Feline Immunodeficiency Virus (FIV)

Feline Immunodeficiency Virus (FIV)

Feline immunodeficiency virus (FIV) is closely related to human immunodeficiency virus (HIV). There is currently no cure for FIV in cats, but many cats live for many years while harboring the virus. The average life expectancy from the time of diagnosis for FIV is about 5 years, but many cats live much longer.The primary mode of transmission for FIV is saliva via a deep bite wound from an infected cat. Cats housed exclusively indoors are much less likely to be infected, provided they do not come in contact with infected cats. FIV attacks the immune system of cats, much like HIV attacks the immune system of humans. FIV eventually leads to debilitation of the immune system in infected cats.
IMPORTANT NOTE: A cat vaccinated against FIV will show a positive result on all current methods of testing for the FIV virus. It is therefore impossible to distinguish vaccinated cats from truly infected cats. Microchipping is strongly recommended for an FIV-vaccinated cat.
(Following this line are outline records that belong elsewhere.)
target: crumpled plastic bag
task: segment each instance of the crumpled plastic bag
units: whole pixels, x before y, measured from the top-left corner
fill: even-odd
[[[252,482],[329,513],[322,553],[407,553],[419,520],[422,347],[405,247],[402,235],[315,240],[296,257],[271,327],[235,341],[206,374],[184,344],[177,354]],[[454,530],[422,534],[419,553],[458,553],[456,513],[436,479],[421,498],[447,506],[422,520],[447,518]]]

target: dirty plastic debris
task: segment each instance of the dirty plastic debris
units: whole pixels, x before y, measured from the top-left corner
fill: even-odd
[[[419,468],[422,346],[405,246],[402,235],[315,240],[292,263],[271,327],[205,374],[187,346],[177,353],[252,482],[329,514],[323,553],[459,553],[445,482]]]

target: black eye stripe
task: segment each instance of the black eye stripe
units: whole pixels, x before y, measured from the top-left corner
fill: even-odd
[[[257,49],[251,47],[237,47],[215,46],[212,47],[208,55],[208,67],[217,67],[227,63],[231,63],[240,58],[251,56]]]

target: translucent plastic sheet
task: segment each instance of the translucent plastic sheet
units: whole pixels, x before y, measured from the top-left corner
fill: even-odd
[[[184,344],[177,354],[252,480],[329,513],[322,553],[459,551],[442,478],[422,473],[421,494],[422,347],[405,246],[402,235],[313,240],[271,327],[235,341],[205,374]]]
The microchip will help ensure that a vaccinated cat is not immediately destroyed if lost and recovered by an animal control facility.


FeLV/FIV Blood Test

The FeLV/FIV test is a simple blood test that detects the presence of either Feline Leukemia Virus or Feline Immunodeficiency Virus in cats.

A false positive result is possible in a small percentage of cats. So if your cat shows positive for either disease, a second test administered 30-60 days later is recommended.

This test can be a good way to screen your cat for more than one life-threatening disease at one time.


Vaccination is not that effective – not recommended. There are different strains of virus and we are not always sure which is present in the population. The vaccine doesn’t contain all strains.